Professionals should pay for their development

Susan365
3 min readJun 23, 2020
Photo by Josh Appel on Unsplash

THOUGHT

Expecting the employer to pay for training, development, and conferences only leads to resentment when they say no. And besides, why should the employer pay for you to gain knowledge? You might leave. And you’d take the knowledge with you — the knowledge that they paid for.

It’s yours, so buy it yourself.

I know, I know, there will be many examples and cases of loyalty built through costs covered by the employer. But there are many times where that’s not happening, too.

Many companies establish a training budget and then dole it out to their favourites. Or the managers don’t tell their reports that it’s there at all. It’s just another line item on a budget that can easily be misused. It’s a line item that should be outsourced to the employee.

EXAMPLE

By the time I decided I wanted to complete an MBA, I’d already decided that I wasn’t going to ask my employer to pay for it. It was a noteworthy conclusion, to not even consider asking for shared or offloaded costs.

I think it’s because my position at that current company was already tenuous. Perhaps that’s why I started to consider further education, because I wasn’t sure I had longevity there.

Had that employer offered to pay for my degree, there would have been an expectation that I stick around so that they would benefit as well. And that’s only fair. Most professionals would see the unethical behaviour in having a course paid for, and then leaving shortly after.

Because we can’t predict the future, we can’t know who will employ us in twelve months.

Undertaking a training course gives the trainee the knowledge. And they take that with them, wherever they go.

REALISATION

There are radical changes in work life ahead of us in 2020. This will be the year that many new work arrangements are bedded in, including, of course, the ability to work remotely. There are myriad benefits to the options ahead of us at this time.

One of the radical changes, I think, should be in the costs base for companies, and how they allocate training budgets. There’s a possibility, right now, that training budgets will be slashed or cancelled in the near term.

So perhaps there’s a model ahead, where the user pays. Those who want to invest in their own education and professional development use their own income to pursue that.

Radical idea, maybe, but stay with me. We use our incomes for many choices in life: café coffee, new car, holiday. Perhaps self-education should be one of those chosen obligations.
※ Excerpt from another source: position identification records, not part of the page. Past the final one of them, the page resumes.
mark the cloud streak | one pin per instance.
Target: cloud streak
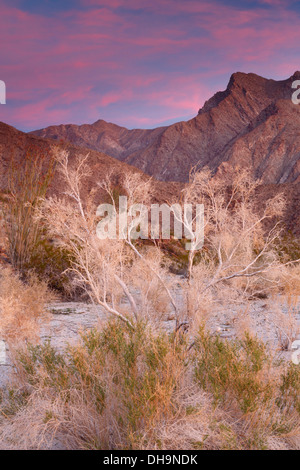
(136, 63)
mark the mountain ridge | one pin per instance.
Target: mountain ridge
(252, 123)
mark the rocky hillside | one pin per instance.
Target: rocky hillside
(252, 123)
(14, 144)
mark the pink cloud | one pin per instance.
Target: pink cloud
(101, 63)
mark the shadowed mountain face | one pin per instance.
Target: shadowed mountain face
(15, 144)
(252, 123)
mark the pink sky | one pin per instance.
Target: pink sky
(136, 63)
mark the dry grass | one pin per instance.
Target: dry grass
(22, 307)
(131, 385)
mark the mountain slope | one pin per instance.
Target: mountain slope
(15, 144)
(252, 123)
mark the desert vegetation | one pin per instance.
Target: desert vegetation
(156, 374)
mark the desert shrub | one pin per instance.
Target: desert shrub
(125, 388)
(231, 369)
(245, 379)
(28, 181)
(120, 382)
(29, 246)
(22, 306)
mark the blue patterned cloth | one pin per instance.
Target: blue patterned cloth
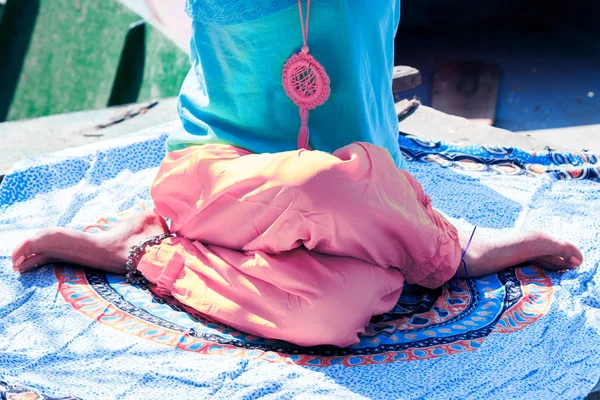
(518, 334)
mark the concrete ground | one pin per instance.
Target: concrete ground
(26, 138)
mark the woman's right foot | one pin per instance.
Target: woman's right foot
(107, 251)
(485, 257)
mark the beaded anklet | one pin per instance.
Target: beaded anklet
(462, 259)
(135, 254)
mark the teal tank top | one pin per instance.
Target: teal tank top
(234, 92)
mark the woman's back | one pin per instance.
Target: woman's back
(234, 93)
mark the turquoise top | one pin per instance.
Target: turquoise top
(234, 93)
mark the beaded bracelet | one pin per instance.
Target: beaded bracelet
(135, 254)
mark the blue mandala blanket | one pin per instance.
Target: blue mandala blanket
(521, 333)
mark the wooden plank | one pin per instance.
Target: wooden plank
(405, 78)
(467, 89)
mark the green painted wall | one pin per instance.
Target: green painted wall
(72, 55)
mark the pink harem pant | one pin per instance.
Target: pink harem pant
(302, 246)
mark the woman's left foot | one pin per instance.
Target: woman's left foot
(107, 251)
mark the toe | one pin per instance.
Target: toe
(553, 263)
(38, 243)
(571, 254)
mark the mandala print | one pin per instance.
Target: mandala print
(426, 323)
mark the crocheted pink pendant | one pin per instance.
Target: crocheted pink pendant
(307, 84)
(305, 81)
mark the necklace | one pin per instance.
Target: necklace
(305, 80)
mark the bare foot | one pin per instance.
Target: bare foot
(107, 251)
(485, 257)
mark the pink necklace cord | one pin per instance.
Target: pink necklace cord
(305, 81)
(304, 26)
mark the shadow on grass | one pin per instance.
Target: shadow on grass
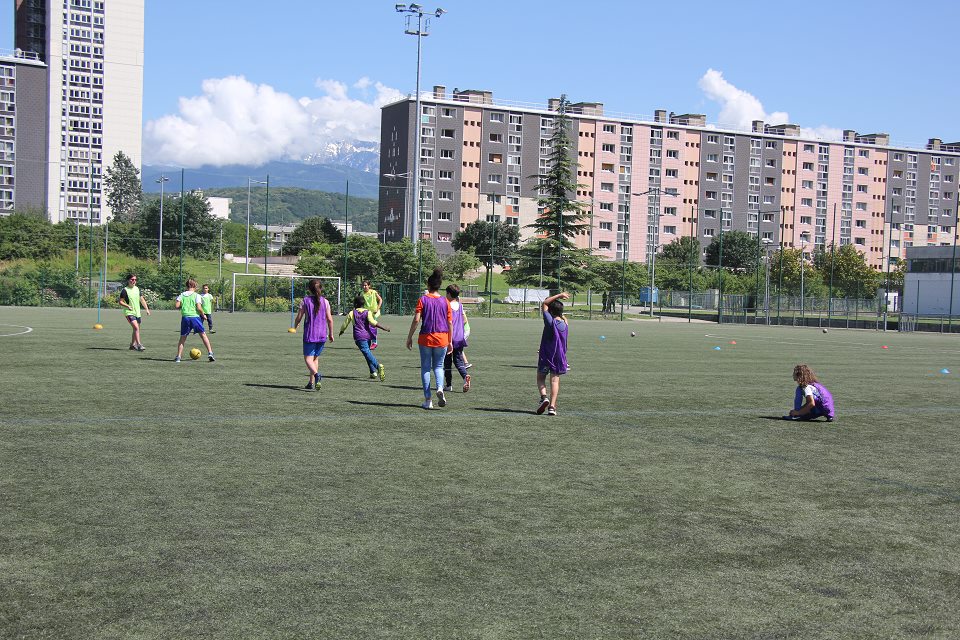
(381, 404)
(504, 410)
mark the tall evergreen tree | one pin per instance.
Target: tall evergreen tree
(124, 191)
(562, 217)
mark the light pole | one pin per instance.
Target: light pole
(803, 265)
(246, 266)
(626, 247)
(161, 180)
(422, 31)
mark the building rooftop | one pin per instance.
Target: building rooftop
(595, 110)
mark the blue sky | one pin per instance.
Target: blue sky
(319, 70)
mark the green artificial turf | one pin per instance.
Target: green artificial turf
(144, 498)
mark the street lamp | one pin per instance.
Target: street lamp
(246, 266)
(422, 31)
(161, 180)
(803, 265)
(626, 247)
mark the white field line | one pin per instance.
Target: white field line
(17, 333)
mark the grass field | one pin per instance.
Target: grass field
(143, 498)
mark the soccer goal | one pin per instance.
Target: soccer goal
(251, 287)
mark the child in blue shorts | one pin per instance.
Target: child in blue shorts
(191, 318)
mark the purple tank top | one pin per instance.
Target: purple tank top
(361, 325)
(553, 345)
(459, 341)
(314, 319)
(433, 318)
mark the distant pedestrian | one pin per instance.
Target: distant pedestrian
(132, 301)
(553, 352)
(811, 400)
(435, 318)
(317, 330)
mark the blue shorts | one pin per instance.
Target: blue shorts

When a company funds your training, education, or conference attendance, then you’re obligated to report back and share the knowledge, so that the payer benefits as much as you do. The obligation is that you are learning for their benefit.

TAKE AWAY

Consider funding your development from your own income, as you do with buying coffee, buying a car or going on a holiday.

Those are things that make your life better, but so does self-education. And, once you’re trained, no one can take that knowledge away from you — it’s yours.